17. From Unsuccessful Fascist to Infamous Traitor
Fascism did not catch on in Norway like it had done in Germany, and Quisling’s fascist party never won more than 2% of the vote. That made him increasingly bitter and frustrated with his countrymen. In late 1939, Quisling flew to Berlin, met with Hitler, and offered to assist the Germans if they tried to seize Norway. The Nazis, aware of his lack of support in Norway, were noncommittal. When Germany invaded Norway in 1940 and its government fled into exile, Quisling opportunistically tried to set up a collaborationist government, but he was ignored by all, including the German occupiers. It took two years of wheedling before the Nazis finally recognized him in 1942 as Norway’s “Minister-President” of a puppet regime. In that position, Quisling did all he could to please his masters, including eager cooperation in their deportation of Norway’s Jews to the death camps.

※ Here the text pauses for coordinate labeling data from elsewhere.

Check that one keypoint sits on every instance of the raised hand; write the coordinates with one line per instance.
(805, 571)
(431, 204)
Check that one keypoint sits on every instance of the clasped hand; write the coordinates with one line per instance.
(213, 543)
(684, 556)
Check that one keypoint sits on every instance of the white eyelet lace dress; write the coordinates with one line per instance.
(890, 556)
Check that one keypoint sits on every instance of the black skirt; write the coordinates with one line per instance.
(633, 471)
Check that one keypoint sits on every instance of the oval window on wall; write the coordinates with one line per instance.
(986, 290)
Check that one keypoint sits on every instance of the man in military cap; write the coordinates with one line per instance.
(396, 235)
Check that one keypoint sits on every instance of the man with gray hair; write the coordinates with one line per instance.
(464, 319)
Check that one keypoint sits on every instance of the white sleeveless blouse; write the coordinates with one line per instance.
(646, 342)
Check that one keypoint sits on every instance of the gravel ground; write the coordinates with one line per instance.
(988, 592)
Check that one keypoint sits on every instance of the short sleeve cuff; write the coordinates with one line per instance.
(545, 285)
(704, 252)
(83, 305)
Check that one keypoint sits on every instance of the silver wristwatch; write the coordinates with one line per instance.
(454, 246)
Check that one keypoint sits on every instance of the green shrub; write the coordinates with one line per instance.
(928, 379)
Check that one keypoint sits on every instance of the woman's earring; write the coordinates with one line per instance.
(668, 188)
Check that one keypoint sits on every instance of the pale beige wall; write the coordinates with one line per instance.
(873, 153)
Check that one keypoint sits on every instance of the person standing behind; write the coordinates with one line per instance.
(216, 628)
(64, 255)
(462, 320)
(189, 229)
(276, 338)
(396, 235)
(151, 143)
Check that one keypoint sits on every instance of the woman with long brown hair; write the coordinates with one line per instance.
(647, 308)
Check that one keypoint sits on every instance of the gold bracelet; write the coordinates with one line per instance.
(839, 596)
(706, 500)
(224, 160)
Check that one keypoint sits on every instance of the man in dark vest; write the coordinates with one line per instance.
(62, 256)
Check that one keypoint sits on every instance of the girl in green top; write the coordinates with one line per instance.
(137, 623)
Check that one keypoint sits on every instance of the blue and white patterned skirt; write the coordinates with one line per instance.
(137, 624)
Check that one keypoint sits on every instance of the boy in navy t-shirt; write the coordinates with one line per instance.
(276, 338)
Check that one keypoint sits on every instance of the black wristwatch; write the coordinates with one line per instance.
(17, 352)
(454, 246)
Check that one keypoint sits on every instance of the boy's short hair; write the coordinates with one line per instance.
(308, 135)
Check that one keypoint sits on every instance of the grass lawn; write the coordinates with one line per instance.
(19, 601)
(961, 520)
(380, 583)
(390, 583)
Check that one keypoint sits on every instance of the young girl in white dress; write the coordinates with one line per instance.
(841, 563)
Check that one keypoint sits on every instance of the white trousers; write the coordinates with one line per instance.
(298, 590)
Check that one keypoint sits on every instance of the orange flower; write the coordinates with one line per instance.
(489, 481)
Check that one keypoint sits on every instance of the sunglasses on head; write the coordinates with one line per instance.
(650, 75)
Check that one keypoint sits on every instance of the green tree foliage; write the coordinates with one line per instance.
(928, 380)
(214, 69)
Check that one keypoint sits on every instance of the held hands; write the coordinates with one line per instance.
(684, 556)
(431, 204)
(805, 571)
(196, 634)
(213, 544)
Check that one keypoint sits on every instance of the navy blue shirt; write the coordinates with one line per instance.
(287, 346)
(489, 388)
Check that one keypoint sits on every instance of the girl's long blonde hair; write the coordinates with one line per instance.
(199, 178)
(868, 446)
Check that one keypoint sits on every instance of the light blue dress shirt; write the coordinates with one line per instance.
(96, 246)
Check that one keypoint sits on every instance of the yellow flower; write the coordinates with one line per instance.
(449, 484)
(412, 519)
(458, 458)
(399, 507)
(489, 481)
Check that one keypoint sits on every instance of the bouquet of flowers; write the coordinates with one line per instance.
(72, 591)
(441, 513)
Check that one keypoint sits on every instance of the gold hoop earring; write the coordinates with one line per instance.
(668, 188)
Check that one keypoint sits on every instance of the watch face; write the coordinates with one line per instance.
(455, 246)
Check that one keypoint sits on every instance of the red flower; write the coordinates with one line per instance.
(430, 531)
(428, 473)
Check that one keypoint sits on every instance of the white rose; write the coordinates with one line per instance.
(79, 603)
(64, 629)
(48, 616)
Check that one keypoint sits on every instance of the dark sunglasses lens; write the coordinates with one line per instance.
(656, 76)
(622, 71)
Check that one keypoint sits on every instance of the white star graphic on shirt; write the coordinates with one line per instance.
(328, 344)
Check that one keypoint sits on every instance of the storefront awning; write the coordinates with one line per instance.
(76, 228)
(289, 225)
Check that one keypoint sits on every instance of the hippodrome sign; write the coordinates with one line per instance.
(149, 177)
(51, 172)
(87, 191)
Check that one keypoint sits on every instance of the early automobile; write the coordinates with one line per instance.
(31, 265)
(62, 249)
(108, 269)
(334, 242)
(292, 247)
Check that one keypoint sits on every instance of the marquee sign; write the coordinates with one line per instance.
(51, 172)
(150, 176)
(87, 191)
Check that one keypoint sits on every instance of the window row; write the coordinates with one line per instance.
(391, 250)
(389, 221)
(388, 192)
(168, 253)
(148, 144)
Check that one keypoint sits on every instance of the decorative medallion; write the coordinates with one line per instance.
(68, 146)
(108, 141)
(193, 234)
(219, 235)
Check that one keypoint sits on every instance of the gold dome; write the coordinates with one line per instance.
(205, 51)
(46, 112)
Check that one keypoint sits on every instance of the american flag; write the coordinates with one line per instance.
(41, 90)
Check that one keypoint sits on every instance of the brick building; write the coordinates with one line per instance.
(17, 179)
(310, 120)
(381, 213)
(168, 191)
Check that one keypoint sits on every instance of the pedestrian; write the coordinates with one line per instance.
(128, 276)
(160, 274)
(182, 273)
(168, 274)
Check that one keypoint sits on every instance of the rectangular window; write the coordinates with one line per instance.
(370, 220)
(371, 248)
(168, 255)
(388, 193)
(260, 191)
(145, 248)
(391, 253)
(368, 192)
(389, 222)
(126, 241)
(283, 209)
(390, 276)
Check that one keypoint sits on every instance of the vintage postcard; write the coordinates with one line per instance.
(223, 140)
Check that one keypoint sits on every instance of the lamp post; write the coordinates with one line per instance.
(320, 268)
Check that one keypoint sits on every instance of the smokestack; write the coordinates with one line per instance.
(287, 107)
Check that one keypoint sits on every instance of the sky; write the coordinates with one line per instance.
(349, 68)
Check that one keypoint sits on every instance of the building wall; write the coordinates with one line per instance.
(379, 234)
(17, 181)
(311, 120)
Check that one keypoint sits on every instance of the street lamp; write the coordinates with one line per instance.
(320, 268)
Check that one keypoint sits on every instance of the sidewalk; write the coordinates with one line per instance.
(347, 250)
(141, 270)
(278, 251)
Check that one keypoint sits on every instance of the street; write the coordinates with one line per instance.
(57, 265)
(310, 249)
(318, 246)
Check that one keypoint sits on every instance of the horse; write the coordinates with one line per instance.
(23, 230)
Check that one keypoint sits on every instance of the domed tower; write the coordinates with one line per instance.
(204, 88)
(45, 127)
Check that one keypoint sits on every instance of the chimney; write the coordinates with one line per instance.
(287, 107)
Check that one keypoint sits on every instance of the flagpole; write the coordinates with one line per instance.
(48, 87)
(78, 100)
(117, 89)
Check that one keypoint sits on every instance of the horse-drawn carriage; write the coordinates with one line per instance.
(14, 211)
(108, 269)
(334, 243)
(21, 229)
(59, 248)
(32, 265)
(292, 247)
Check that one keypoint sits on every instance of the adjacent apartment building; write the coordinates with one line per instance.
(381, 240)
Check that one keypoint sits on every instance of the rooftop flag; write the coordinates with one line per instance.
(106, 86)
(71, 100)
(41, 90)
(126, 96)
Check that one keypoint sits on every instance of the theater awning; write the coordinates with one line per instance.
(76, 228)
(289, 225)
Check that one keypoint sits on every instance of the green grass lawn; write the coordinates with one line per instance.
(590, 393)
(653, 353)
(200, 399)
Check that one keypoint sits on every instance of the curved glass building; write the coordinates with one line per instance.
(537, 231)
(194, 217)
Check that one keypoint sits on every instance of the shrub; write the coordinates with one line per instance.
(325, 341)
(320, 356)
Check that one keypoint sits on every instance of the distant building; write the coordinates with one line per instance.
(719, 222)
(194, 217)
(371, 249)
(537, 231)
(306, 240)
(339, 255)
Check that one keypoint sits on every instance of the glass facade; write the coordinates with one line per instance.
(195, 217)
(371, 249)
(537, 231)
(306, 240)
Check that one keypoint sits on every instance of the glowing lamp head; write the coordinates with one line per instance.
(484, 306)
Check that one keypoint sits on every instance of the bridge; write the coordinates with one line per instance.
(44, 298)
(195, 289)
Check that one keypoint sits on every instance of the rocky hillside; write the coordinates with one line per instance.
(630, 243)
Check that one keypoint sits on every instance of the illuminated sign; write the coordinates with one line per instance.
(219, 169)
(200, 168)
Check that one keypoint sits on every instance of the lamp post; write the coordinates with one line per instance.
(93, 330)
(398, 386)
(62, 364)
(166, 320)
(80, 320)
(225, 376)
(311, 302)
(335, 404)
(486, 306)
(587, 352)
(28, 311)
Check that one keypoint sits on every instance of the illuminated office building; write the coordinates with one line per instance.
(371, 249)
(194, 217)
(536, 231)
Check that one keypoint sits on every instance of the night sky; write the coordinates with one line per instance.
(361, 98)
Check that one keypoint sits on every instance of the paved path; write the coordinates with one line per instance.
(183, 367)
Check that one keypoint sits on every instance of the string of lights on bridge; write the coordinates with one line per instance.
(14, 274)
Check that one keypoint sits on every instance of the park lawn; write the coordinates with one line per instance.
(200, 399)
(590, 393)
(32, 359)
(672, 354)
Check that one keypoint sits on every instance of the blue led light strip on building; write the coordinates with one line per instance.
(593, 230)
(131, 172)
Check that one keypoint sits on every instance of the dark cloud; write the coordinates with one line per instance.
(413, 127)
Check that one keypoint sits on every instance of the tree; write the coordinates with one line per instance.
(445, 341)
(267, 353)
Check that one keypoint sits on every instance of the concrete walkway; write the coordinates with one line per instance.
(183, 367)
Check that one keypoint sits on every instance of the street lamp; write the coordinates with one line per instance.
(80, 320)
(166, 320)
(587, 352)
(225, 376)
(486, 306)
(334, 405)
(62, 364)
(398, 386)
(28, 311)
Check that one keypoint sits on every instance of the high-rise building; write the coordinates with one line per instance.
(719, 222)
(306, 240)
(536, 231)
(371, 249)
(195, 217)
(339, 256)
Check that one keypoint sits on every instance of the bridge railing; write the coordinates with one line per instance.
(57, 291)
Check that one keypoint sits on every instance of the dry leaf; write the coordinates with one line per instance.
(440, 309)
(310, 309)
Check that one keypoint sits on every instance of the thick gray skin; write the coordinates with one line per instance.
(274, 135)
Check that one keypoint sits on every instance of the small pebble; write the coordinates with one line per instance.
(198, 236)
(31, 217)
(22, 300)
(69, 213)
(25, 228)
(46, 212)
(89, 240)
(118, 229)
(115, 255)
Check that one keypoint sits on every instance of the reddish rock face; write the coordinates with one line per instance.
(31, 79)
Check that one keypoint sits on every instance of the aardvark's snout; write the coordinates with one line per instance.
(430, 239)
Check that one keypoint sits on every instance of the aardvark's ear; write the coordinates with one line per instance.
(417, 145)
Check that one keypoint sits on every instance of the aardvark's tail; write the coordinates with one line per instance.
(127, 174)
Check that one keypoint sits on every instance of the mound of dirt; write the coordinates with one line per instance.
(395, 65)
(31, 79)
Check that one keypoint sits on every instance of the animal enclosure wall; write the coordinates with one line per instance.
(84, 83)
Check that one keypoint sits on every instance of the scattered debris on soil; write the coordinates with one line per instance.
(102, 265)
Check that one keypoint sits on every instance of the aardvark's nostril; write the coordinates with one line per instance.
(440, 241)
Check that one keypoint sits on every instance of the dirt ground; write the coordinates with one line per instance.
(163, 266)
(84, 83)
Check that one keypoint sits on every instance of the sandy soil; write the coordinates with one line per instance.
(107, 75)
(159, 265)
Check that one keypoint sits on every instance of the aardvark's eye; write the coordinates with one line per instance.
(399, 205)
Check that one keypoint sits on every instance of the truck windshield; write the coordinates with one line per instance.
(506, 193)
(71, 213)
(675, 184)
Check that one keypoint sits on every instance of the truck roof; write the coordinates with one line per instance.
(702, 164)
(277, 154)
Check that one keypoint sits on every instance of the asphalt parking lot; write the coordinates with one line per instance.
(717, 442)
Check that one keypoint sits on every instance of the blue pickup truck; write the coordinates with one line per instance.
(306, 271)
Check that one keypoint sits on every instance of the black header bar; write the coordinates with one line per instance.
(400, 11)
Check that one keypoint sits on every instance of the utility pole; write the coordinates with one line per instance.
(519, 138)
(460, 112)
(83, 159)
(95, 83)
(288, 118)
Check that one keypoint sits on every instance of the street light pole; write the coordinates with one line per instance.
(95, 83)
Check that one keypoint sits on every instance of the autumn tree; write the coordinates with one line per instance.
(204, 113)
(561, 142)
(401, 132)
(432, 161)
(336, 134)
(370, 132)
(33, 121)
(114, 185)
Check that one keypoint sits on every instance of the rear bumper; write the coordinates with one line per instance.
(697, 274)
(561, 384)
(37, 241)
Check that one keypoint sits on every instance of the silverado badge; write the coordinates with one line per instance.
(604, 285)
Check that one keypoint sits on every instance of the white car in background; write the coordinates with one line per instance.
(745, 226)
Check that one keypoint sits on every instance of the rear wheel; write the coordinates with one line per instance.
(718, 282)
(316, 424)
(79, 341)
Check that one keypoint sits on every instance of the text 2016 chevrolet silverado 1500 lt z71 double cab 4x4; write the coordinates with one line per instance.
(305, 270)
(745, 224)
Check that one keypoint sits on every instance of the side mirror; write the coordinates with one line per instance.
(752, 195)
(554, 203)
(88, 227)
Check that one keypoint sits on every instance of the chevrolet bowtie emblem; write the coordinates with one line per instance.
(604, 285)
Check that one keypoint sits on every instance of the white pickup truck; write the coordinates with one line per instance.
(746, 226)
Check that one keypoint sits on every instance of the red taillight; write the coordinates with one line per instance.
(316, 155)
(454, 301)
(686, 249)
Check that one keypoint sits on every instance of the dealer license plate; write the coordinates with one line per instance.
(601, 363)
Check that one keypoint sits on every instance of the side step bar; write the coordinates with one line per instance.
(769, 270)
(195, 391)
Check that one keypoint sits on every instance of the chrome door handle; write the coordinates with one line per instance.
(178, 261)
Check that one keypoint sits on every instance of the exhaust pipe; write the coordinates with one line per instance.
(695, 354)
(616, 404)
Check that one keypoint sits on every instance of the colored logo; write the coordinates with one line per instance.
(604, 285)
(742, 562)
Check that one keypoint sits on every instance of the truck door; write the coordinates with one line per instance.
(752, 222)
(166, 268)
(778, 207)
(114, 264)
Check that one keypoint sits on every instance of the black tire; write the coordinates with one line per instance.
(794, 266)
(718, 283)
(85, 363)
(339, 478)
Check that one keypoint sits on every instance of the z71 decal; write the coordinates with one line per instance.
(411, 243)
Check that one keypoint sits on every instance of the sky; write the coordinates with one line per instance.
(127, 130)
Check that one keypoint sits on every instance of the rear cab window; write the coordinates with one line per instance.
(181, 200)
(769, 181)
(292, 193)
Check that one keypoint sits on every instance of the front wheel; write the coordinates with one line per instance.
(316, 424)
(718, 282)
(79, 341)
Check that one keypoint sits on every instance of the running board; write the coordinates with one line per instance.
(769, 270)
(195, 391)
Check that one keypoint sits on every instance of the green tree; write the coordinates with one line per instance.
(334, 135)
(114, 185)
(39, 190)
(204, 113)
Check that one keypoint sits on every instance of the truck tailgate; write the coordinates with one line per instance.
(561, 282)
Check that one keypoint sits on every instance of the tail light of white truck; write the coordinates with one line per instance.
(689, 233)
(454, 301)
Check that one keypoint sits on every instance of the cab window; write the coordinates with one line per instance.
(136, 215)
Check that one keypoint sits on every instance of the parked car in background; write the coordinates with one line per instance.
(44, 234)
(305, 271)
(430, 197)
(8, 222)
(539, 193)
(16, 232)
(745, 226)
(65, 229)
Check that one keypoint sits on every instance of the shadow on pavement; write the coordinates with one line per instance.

Captured after the war, he was tried by the Norwegians and convicted of treason, murder, and embezzlement. He was executed in October 1945. His name became synonymous with collaboration and treason, and to this day, a “Quisling” is routinely used as an epithet to denote somebody worse than a run-of-the-mill traitor. Worse than calling somebody a “Benedict Arnold”, a Quisling is a traitor of the lowest, grubbiest, and most despicable kind. The type who would lord it over and repress his own people on behalf of an enemy, and who is eager to please a foreign occupier with shameless displays of boot-licking obsequiousness.